A sketch of a proof . $\mathfrak{B}$ and $\mathfrak{C}$ are subsets of $U$ and $W,$ respectively, so if $U$ and $W$ are disjoint, so are $\mathfrak{B}$ and $\mathfrak{C}.$ Again since $U$ and $W$ are disjoint, any vector of $U+W$ has a unique expression as $u+w,$ where $u\in U$ and $w \in W:$ if $u+w=u'+w',$ then $u-u'=w-w',$ which belongs to both $U$ and $W,$ so must be the zero vector, whence $u=u'$ and $w=w'.$ Consequently, $u+w=0$ implies $u=w=0,$ $0$ being the zero vector.
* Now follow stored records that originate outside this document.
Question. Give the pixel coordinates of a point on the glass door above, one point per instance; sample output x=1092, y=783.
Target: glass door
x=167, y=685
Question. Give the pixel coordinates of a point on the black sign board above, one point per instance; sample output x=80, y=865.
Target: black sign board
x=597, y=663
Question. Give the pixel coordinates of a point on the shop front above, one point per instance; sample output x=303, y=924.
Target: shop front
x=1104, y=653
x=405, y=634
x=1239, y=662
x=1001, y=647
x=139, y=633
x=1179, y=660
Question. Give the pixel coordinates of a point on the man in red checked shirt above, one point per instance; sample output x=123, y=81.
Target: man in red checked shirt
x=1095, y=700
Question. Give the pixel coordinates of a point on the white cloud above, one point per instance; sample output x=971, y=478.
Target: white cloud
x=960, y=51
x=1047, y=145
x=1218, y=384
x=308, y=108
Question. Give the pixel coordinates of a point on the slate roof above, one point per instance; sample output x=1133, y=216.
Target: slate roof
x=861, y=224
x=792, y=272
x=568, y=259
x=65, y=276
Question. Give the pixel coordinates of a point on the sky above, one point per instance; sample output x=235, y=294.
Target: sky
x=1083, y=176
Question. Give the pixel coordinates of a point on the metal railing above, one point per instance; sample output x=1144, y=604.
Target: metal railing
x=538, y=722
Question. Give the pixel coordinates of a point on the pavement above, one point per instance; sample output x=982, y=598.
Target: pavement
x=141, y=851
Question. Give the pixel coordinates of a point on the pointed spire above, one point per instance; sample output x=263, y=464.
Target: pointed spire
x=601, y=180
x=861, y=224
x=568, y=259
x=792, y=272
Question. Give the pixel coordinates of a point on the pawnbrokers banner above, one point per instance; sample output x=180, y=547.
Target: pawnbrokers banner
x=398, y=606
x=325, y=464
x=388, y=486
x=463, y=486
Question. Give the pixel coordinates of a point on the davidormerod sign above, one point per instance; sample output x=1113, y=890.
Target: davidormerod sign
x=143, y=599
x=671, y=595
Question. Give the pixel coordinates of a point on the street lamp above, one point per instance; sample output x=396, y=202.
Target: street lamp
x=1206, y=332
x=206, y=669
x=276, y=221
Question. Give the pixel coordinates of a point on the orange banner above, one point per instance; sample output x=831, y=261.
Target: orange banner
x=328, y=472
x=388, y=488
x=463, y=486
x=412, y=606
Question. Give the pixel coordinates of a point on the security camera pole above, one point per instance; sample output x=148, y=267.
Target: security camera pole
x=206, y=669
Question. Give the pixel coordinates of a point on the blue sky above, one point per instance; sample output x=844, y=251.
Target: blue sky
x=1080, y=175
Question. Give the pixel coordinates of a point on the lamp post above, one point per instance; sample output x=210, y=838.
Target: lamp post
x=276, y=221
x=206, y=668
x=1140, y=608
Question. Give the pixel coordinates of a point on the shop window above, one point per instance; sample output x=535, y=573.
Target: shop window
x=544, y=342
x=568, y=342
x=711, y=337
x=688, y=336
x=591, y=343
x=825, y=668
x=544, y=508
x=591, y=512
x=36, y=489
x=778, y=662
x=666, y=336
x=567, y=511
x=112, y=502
For an arbitrary $u+w,$ $u,$ (resp. $w$) is a unique linear combination of the vectors in $\mathfrak{B},$ (resp. $\mathfrak{C}),$ so $\mathfrak{B} \cup \mathfrak{C}$ spans $U+W.$ That this set is linearly independent can be shown using the argument at the end of the first paragraph.